Non-Renewable Resources
Have you noticed how many non-renewable resources are being used in this process?
- Oil: The seed potatoes, peat and finished product travel an astounding 11,500 miles round trip (equivalent to almost half way around the earth), all fuelled by oil.
- Fertiliser: Largely derived from oil, vast quantities of fertilizer are required to feed crops grown in sand.
- Water: In a country where pure water is incredibly scarce it is being sprayed onto crops in the heat of the sun in a desert!
- Peat: Despite the company claiming that the peat comes from a renewable source, it takes so many thousands of years to renew peat (one of the best ‘sinks’ of greenhouse gases we have) that this can hardly be considered environmentally sound.
Many other examples were also profiled by Jimmy Doherty:
- 165 million packets of beans flown in from Kenya per year.
- Peppers grown in vast greenhouses in the Netherlands that require their own gas-fired generators to maintain warmth and light through winter.
- Fruit from countries like Ghana which is air-freighted because, even with sophisticated packaging, it needs to be on the supermarket shelves in just 48 hours.
The Real Story
This is the story that should be hitting the headlines: an unbelievable reality distortion, caused by the combination of market forces and cheap oil. The inefficiencies are mind-boggling, especially when you consider that many of these crops can be grown and stored for months in the UK, or are part of our natural seasonal variation in harvest. Don’t get me wrong – I’m not arguing for an end to imported food because I understand the need for a variety of fresh produce in winter, high-tech ways of preserving produce and the value of export crops to workers in Africa. However, market forces have led to something else: an environmental nightmare with 25% of our carbon emissions due to food transport alone.
The food superhighway is utterly amazing but it is not ethically neutral, as is clear from the recently released film Food, Inc. We have become so used to its vast wastage and crazy use of non-renewable resources that we have become immune to the real issues and now think growing your own food is amazing, inspirational and progressive. Imagine trying to describe this to someone living at the turn of the last century – they would declare our civilisation mad!

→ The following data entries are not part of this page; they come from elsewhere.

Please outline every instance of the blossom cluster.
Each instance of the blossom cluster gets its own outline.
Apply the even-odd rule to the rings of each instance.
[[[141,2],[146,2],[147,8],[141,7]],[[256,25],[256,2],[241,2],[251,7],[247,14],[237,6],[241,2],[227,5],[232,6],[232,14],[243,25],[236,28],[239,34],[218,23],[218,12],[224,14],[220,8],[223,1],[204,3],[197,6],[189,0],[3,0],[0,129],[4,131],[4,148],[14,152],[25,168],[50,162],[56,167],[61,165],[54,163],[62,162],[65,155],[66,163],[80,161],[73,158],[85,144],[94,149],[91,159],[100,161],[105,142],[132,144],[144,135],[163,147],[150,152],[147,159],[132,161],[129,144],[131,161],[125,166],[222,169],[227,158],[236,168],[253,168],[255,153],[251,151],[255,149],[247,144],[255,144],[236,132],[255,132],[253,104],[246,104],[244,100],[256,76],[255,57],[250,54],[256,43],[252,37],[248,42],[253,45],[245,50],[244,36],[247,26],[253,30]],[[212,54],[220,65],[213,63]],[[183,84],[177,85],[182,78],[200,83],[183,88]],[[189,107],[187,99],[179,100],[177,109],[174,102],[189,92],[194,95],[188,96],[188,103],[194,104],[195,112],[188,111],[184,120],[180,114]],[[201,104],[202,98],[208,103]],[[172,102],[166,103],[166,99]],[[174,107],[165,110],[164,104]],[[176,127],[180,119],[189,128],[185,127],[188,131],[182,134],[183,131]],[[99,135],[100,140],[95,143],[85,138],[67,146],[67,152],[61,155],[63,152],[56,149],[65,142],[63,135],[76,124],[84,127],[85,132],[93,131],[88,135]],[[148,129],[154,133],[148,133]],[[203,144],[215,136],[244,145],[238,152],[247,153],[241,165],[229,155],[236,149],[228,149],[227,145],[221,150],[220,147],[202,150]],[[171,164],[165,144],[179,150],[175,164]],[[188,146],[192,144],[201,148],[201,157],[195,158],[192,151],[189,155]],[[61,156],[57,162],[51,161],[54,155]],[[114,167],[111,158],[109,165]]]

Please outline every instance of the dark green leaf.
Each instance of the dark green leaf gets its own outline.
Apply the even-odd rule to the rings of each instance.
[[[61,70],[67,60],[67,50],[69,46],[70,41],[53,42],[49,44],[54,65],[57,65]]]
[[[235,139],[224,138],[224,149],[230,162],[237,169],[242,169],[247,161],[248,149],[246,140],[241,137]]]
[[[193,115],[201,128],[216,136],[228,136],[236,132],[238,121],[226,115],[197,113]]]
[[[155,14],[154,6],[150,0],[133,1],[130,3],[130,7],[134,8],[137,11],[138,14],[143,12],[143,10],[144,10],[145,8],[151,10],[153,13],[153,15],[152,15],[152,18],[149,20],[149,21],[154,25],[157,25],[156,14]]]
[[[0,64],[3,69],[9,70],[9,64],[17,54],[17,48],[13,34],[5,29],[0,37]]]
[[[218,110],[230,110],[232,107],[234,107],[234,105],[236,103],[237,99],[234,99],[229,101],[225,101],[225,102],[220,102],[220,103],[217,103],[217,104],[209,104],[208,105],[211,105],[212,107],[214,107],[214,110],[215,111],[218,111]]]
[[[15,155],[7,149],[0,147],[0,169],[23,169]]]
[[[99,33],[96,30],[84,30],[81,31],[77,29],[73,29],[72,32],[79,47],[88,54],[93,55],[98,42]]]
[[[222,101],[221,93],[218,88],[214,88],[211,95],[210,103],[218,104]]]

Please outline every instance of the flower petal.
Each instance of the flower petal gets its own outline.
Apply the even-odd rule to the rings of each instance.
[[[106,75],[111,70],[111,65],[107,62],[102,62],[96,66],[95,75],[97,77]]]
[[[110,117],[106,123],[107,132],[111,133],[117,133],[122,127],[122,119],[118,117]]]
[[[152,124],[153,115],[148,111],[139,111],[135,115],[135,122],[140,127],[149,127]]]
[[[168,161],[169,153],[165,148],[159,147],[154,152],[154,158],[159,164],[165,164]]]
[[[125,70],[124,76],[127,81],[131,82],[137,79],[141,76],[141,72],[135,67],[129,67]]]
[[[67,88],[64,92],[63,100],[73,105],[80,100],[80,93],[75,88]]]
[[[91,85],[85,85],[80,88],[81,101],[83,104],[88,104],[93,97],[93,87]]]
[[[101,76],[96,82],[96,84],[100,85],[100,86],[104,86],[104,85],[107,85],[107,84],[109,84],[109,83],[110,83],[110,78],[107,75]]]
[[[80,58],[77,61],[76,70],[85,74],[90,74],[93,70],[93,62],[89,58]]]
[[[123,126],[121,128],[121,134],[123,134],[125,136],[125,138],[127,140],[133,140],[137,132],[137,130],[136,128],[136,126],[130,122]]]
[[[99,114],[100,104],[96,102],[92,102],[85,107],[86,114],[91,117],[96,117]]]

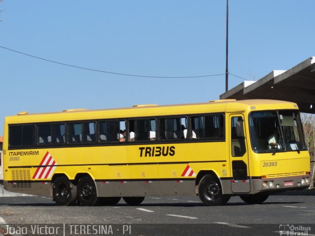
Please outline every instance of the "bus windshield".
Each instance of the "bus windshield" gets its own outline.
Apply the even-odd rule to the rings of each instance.
[[[307,149],[298,111],[253,112],[249,118],[254,151],[275,153]]]

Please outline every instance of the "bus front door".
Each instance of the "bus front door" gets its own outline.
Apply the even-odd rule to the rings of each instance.
[[[244,120],[242,114],[231,115],[229,117],[229,164],[232,173],[231,186],[233,193],[249,193],[251,191]]]

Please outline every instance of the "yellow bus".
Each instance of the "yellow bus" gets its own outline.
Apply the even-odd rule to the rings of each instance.
[[[131,205],[147,196],[239,196],[308,188],[310,156],[297,105],[223,100],[5,118],[5,189],[59,205]]]

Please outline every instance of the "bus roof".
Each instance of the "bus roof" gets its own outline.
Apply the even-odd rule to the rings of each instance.
[[[296,104],[284,101],[251,99],[226,99],[201,103],[157,105],[148,104],[130,107],[98,110],[85,109],[64,110],[57,112],[31,113],[22,112],[19,115],[7,117],[6,122],[20,123],[28,121],[48,122],[71,120],[99,119],[132,117],[180,115],[208,113],[235,112],[251,110],[297,109]]]

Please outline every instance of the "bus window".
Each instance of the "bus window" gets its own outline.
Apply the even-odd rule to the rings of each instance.
[[[40,124],[38,127],[37,142],[39,145],[51,143],[51,124]]]
[[[70,123],[68,125],[68,142],[71,144],[82,142],[82,123]]]
[[[231,150],[232,156],[243,156],[246,153],[245,139],[244,134],[243,118],[234,117],[231,118]],[[240,130],[242,131],[240,131]]]
[[[63,144],[65,142],[65,125],[64,123],[52,124],[52,144]]]
[[[176,140],[181,139],[182,137],[184,137],[184,133],[181,122],[182,119],[184,119],[184,120],[185,120],[186,118],[159,118],[160,139]]]
[[[150,120],[150,141],[155,141],[157,134],[157,121],[155,119]]]
[[[99,122],[99,141],[117,142],[120,137],[119,120],[108,120]]]
[[[35,145],[35,125],[15,125],[9,127],[10,147]]]
[[[95,130],[96,123],[95,122],[83,122],[83,143],[94,143],[96,140]]]
[[[192,117],[190,137],[191,139],[223,139],[223,115]]]
[[[150,136],[150,120],[138,119],[136,122],[135,139],[137,141],[148,141]]]

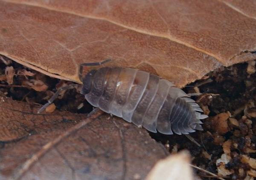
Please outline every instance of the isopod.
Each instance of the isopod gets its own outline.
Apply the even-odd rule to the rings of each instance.
[[[81,65],[80,71],[82,66],[88,64]],[[200,120],[208,117],[201,113],[203,111],[199,106],[181,89],[145,71],[103,67],[90,71],[82,82],[81,93],[93,106],[151,132],[188,134],[202,130]]]

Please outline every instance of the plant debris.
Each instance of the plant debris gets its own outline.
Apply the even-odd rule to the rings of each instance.
[[[151,137],[170,152],[188,150],[193,165],[225,179],[253,179],[256,177],[255,64],[255,61],[250,61],[222,67],[184,88],[188,93],[202,93],[192,97],[197,99],[197,103],[209,117],[203,120],[204,131],[191,134],[201,147],[184,136],[150,133]],[[44,104],[58,88],[73,83],[50,78],[14,62],[6,64],[0,61],[0,91],[16,100]],[[1,77],[10,67],[15,72],[11,75],[12,83]],[[54,101],[57,109],[78,113],[93,109],[76,89],[67,90],[58,97]],[[202,179],[212,179],[204,173],[196,172]]]

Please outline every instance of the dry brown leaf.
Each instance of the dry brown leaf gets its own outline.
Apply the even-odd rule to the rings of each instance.
[[[24,76],[33,76],[35,74],[30,71],[28,71],[26,69],[19,69],[17,72],[17,75],[23,75]]]
[[[150,171],[146,180],[192,180],[189,153],[186,151],[170,155],[159,161]]]
[[[12,84],[13,83],[13,77],[15,75],[15,70],[13,69],[13,67],[6,67],[5,70],[5,75],[8,84]]]
[[[79,82],[80,63],[111,58],[106,66],[139,68],[181,87],[255,59],[250,1],[1,0],[0,53]]]
[[[39,80],[25,80],[22,81],[22,86],[30,87],[36,91],[46,91],[48,86]]]
[[[102,111],[87,118],[38,114],[38,108],[1,97],[9,122],[0,131],[1,180],[143,179],[168,154],[145,129]]]

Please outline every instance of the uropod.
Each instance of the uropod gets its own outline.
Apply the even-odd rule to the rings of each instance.
[[[83,66],[110,60],[80,65],[81,93],[93,106],[153,132],[188,134],[203,130],[200,120],[208,116],[201,114],[203,111],[187,94],[159,76],[132,68],[105,67],[92,70],[81,78]],[[74,87],[59,89],[38,113],[61,90]]]

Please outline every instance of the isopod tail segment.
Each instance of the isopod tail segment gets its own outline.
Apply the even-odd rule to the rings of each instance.
[[[96,62],[96,63],[83,63],[80,64],[79,66],[79,79],[81,82],[83,82],[83,68],[84,66],[99,66],[102,64],[105,64],[105,63],[109,62],[111,61],[111,59],[107,59],[103,61],[100,62]],[[53,94],[53,95],[48,100],[48,102],[44,104],[40,109],[38,111],[37,114],[39,114],[44,109],[46,109],[48,106],[49,106],[50,104],[51,104],[52,102],[55,100],[56,98],[58,97],[58,96],[60,94],[61,92],[62,91],[66,90],[67,89],[75,88],[76,89],[81,89],[81,86],[82,86],[82,85],[81,85],[79,84],[70,84],[69,86],[63,86],[60,89],[59,89],[56,92]]]

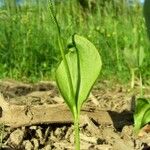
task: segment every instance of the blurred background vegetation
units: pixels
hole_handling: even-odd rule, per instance
[[[102,56],[102,79],[129,80],[124,49],[143,47],[142,76],[150,77],[150,50],[139,0],[55,0],[64,43],[78,33]],[[4,0],[0,8],[0,78],[54,79],[60,62],[57,30],[48,0]],[[94,64],[93,64],[94,67]]]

I’m glad that the media now feature community land-share groups and food cooperatives as news-worthy. However, they need to become more than just ‘oddities’ that are slightly quaint and become a real alternative to the crazy excesses of the supermarket system. Wouldn’t it be wonderful if supermarkets would start to invest in local food production the way they have built the vast infrastructure of the food superhighway? My hope is that the resurgence in home vegetable gardening and demand for organic produce might just be the catalyst we need to start building truly sustainable food systems for the future.